But then my internal rationalizer started reminding me that I should love who I am and where I am at. Numbers don’t define me, right?* The scale. The size 16 pants that were getting tighter and tighter. Those don’t matter! Body positivity! Love the skin you’re in! Hug those curves, right?

And of course, telling myself that I just have a large frame and that I’m curvy. But I wasn’t always that way.

Once upon a time I was a teenager who thought her 135 pounds was 20 pounds too much. Once upon a time I had killer abs I didn’t even have to work that hard for (just ask my sister).

What happened?

Well, like many people, I had children, grew older, and my health changed. I focused on nurturing my kids and focusing on my career. I accepted where I was and justified it with every excuse I could muster.

Now… before you think I’m going to get all self-help positive preachy on you, remember that I’m the queen of self-deprecation and sarcasm. My classroom has a cheeky sign that reads: “When you wish upon a star, you’re about a million years too late. That star is dead just like your dreams.”

But what I’ve found interesting in the past year is how we live and think in extremes rather than embracing the area where both seemingly diametric realities actually coexist in truth. I can be body positive while also changing my body.

And now looking back, I see how I believed my own lies about myself for so many years and thought I felt better than I really did. I had become complacent.

So, last September I did something about it. I originally intended to be on a strict plan to keep myself from gaining a bunch of weight during the lockdown. I really didn’t expect to change that much — maybe lose 15 pounds and plateau like usual. But then 15 turned into 20 and 20 into 30… and soon I found that maybe my pie-in-the-sky goal of losing 80 pounds could actually be a reality… and I kept going. Longer than I wanted, to be frank. In February 2021 I remember planning to reach my goal by June 2021, but June came and went. Plateau. Summer and the 170 pound plateau continued into the stress of returning to in-person teaching.

Sooo… here I am. November 2021. Over one year since the change began. Not at my goal, but still pushing forward. Sure, the fat may be gone from my cheeks, revealing wrinkles that had been stretched out for so long, but that’s a small price to pay for feeling great about myself again. And I can’t help it if now I roll my eyes a bit when I hear people spouting body positivity mantras—been there done that. I have always loved my body, but I refuse to use that as a mask for not facing what I don’t like about it.

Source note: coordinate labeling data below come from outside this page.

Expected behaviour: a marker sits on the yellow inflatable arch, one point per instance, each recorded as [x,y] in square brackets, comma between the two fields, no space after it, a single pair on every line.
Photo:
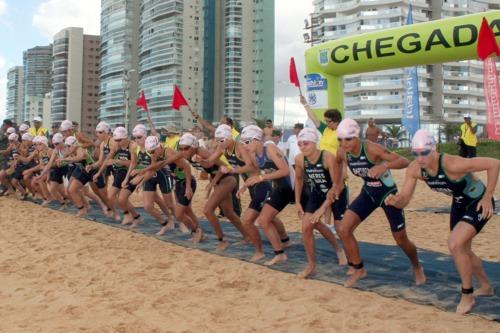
[445,40]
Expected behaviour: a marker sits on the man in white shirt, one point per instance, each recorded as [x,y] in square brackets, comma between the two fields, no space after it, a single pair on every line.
[291,144]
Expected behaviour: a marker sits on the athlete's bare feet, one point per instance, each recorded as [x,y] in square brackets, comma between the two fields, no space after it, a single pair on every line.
[309,270]
[277,259]
[242,242]
[82,212]
[466,304]
[485,290]
[198,236]
[341,257]
[127,219]
[108,212]
[420,277]
[136,221]
[257,256]
[184,229]
[223,245]
[357,275]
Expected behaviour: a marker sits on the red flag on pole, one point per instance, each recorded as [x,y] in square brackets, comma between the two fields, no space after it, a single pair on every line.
[486,42]
[142,101]
[178,100]
[294,78]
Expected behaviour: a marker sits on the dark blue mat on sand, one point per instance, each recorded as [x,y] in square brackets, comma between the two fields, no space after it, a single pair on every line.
[389,272]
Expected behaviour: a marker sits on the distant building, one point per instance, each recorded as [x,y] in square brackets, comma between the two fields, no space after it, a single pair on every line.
[37,64]
[15,94]
[75,79]
[447,91]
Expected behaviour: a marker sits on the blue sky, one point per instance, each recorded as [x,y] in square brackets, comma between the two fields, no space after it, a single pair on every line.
[28,23]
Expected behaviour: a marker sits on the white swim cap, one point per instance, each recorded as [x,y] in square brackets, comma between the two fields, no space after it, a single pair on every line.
[103,127]
[66,125]
[152,142]
[308,134]
[348,128]
[223,132]
[71,141]
[423,139]
[139,130]
[252,132]
[27,137]
[23,128]
[120,133]
[13,137]
[188,139]
[42,139]
[57,138]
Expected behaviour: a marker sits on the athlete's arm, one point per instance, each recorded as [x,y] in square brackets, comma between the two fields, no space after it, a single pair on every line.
[299,182]
[401,199]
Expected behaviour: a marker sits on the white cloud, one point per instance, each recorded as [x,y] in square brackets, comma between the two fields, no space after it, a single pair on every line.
[3,6]
[51,16]
[289,26]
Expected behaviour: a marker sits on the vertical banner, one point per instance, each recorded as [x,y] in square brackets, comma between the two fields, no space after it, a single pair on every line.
[411,111]
[492,94]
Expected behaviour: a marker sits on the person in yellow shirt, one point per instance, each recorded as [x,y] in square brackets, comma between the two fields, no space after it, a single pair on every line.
[468,138]
[328,141]
[173,137]
[37,129]
[327,128]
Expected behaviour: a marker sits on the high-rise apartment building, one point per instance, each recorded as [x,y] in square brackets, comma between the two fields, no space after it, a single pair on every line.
[119,61]
[447,91]
[37,64]
[238,72]
[169,53]
[15,93]
[75,78]
[219,52]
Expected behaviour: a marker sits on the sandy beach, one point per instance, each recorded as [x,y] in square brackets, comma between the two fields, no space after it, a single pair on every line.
[59,273]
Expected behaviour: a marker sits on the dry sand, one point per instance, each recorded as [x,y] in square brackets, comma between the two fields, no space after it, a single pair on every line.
[63,274]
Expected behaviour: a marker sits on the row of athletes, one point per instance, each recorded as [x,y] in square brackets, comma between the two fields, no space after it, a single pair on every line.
[318,184]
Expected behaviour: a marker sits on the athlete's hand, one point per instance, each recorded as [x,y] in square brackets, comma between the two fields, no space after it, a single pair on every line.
[393,200]
[225,170]
[136,180]
[377,171]
[300,210]
[316,217]
[253,180]
[486,206]
[189,193]
[241,191]
[332,195]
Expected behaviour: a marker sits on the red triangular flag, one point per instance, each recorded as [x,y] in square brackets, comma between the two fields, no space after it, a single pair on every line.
[486,42]
[294,78]
[178,100]
[142,101]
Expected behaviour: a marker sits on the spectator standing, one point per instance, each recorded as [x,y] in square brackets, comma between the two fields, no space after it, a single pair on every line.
[37,129]
[292,147]
[468,138]
[373,132]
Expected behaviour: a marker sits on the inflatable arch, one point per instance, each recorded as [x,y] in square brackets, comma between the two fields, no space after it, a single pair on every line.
[432,42]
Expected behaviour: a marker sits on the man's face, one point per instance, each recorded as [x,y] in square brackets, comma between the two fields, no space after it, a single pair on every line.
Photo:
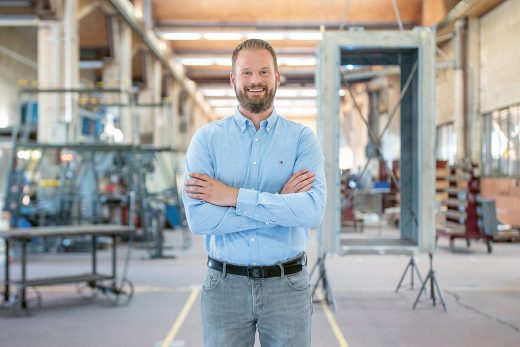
[255,80]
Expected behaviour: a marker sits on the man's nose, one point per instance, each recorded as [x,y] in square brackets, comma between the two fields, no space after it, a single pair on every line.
[255,78]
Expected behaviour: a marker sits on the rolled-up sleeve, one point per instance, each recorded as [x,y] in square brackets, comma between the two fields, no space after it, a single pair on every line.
[205,218]
[291,210]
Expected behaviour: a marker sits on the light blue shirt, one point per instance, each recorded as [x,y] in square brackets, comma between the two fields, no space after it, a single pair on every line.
[265,227]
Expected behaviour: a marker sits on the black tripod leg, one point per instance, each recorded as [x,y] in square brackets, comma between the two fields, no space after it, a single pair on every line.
[441,294]
[418,274]
[423,287]
[402,277]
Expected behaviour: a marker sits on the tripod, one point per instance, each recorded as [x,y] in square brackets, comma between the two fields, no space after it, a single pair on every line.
[413,268]
[434,286]
[322,277]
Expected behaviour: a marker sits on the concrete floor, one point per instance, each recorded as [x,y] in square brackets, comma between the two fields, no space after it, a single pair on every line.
[482,293]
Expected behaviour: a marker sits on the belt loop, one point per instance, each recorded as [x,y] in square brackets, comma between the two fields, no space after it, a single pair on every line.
[282,271]
[224,269]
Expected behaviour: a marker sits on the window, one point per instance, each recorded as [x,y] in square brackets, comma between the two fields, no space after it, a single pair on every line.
[501,144]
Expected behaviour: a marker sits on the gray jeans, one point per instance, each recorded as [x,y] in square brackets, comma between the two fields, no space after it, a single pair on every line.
[233,307]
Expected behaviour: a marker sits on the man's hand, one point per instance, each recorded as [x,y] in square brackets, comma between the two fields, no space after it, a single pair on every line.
[209,189]
[301,181]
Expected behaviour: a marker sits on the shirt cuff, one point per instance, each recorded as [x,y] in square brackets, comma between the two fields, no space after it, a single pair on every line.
[246,202]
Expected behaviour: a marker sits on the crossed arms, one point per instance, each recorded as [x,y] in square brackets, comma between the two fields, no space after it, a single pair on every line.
[212,207]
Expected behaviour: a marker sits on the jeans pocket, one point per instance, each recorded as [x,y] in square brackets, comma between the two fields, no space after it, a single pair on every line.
[212,279]
[298,281]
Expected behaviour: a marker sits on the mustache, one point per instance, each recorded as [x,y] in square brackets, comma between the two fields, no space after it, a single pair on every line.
[256,85]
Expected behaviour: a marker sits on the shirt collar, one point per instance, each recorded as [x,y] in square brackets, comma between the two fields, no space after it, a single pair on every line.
[242,121]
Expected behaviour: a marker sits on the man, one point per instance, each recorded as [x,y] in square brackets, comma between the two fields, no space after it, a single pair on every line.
[256,185]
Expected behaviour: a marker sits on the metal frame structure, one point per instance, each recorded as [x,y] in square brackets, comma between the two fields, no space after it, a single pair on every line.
[414,52]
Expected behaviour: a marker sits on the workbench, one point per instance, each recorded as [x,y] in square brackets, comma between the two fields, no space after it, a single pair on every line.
[94,280]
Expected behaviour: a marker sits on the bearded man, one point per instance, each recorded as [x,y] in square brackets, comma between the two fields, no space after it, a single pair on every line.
[255,184]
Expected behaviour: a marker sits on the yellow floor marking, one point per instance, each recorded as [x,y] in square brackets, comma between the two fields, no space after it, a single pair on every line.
[332,321]
[180,319]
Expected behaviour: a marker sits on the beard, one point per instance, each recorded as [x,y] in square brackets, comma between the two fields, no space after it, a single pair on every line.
[255,104]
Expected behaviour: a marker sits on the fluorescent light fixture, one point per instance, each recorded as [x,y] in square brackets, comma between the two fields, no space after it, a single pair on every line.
[197,61]
[218,92]
[222,102]
[272,36]
[4,120]
[224,111]
[235,36]
[308,93]
[306,36]
[296,110]
[223,36]
[307,61]
[223,62]
[180,36]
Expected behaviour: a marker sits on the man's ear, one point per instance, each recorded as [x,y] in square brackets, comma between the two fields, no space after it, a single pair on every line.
[231,79]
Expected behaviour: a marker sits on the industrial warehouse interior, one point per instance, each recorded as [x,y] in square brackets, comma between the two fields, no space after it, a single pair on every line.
[416,107]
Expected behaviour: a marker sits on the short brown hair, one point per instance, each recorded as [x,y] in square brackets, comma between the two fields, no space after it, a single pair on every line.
[254,44]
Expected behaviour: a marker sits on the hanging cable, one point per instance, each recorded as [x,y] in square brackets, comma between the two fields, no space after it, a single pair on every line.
[345,16]
[397,15]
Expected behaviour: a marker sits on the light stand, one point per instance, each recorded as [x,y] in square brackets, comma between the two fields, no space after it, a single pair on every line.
[322,277]
[434,286]
[413,268]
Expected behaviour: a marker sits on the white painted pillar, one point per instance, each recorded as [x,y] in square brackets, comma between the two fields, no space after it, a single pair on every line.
[49,76]
[475,121]
[173,133]
[159,135]
[70,30]
[118,74]
[458,111]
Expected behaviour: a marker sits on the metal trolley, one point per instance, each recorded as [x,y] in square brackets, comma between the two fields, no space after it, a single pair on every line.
[118,291]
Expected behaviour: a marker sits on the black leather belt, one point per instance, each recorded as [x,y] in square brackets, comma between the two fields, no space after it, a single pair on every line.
[290,267]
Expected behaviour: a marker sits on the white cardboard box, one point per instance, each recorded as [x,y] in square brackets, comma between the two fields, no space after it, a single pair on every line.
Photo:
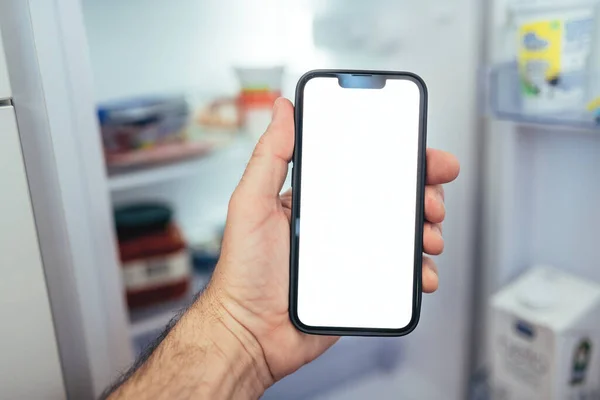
[545,338]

With the holidays approaching, I’m not going to fret. Just keep doing what I’m doing and realizing that this last 20 may or may not happen—and that’s okay. I’ll know when I’m ready for the next change and the next and the next. I know the answers have been inside me all along, but it just took a while to remind myself of that.

It looks like year 42 really has been the answer to life, the universe, and everything.

Left: Me one year ago after losing about 20 pounds; Right: Me today after losing 60 pounds

*Additional explanation: Thanks for all the positive feedback from this post. I truly appreciate it. To clarify, I want to stress that your body weight IS an important number, but it is not the only one we should fixate on. Our overall health and well-being is made up of so many measures — most of them are numbers. So let’s not be dismissive of keeping track of our weight while also not obsessing on the number. I can keep track of my pant size while not obsessing on it — the same way I can keep track of my blood pressure, resting heart rate, calories consumed, and miles walked. For a while I supposedly embraced who I was and focused too much on my “feelings” rather than the facts, which led to the realization about the useless weight I was hauling around in the name of “body positivity.” To all things, there is a balance. So kick some ass, keep an eye on your numbers, and make incremental changes. The journey is long, but the view is worth it.